Monday, September 11, 2006

The Power and the Envy

This appeared on Sept. 3, 2006


The woman told the waitress at the Magnolia Grill the only reason she and her husband were having breakfast out Saturday morning was bad luck.

"Every time a raindrop falls on our house, the power goes out," she said.

Her exaggeration may only be minimal. As Chester County's population grows and the number of PECO lines intersecting the landscape follows, it seems now that whenever Mother Nature so much as sneezes, thousands of lights go off from East Bradford to East Pikeland.

And as the darkness encircles them, people all across the county get up, look out the window and say the same thing that the woman did:

"The people across the street have power," she intoned into a cell phone on which she was registering her complaint with someone she imagined had the authority to turn hers back on. "The people across the street always have power."

It is like a rule of thumb around here: You're in the dark, and the neighbors are safe and well-lit.

Friday night's Ernesto-blown wind-and-rain storm proved that maxim once again to my neighbors and I in the 300 block of South Church Street. As we sat out on our porches after the lights had gone out, trading candles and firing up Coleman lanterns, we gazed across the street and saw comforting yellow windows of lights burning brightly.

"The people across the street have power," we told one another. "Why do the people across the street always have power?"

I've spoken before about this after-storm jealousy that infects us in West Chester. When it quits raining and the wind has died down, we go out on foot searching for the areas of town that either have power or don't have power.

Finding a block as dark as our own, we feel vindicated. "Thank the Lord I'm not the only one without electricity," we say. "I thought I was being singled out by the PECO-gods."

Finding a block with the lights lit up like a Las Vegas showgirl's wedding, on the other hand, we feel angry and cheated. "What're they, Exelon execs? They better than we are? Somebody paying somebody off?"

I don't know if there is a rational explanation as to why the people across the street always have power. I don't even know if the people across the street always do have power. After all, if my power stays on during a storm I don't go around checking whether my neighbors have had their circuits blown. I just turn up the volume on the hi-fi and sing along with Dylan.

And, truth be told, sometimes getting your power blown can be a good thing.

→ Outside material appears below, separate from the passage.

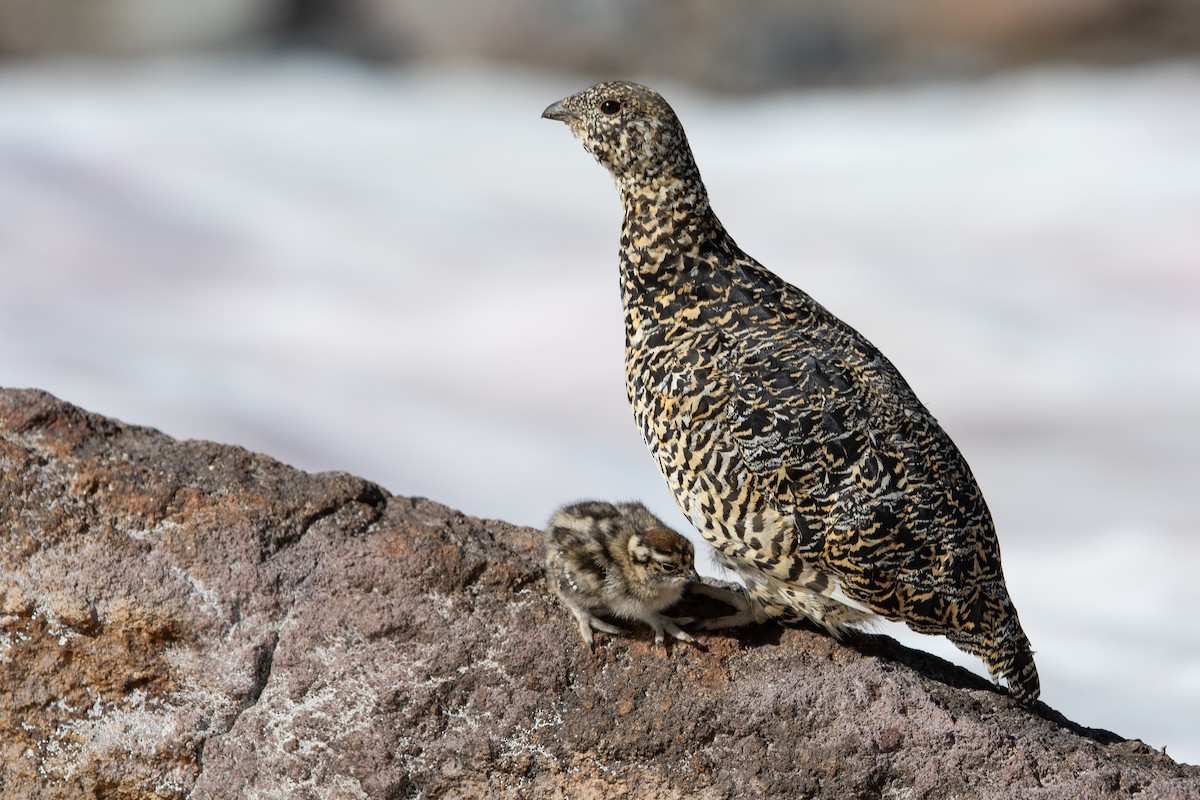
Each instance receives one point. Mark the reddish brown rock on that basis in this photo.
(189, 619)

When the power went out in June, my friend Jamie's wife Cheryl engineered a system for keeping the food cold and the water fresh that would have made Rube Goldberg gasp in astonishment. When the lights went back on, she was almost sad; she'd have to resort to simply flipping a switch to get things going rather than dropping a bowling ball in the laundry basket, or however the contraption worked.

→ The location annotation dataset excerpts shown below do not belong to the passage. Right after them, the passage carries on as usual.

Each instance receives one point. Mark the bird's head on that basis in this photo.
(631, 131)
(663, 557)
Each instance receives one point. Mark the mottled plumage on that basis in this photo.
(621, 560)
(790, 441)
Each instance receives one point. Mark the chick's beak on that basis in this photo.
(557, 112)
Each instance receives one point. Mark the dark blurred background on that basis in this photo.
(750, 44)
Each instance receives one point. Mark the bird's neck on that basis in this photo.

As for me, I think my neighbors and I have gotten to known one another a little better because of our shared experience on the front porch during power outages. We get to share a glass of wine, catch up on gossip, re-tell stories from the last storm, and maybe even meet one another's family or friends as they stop by to commiserate.

So you see, lady, maybe the people across the street aren't so lucky. After all, that Magnolia Grill breakfast looked awful good.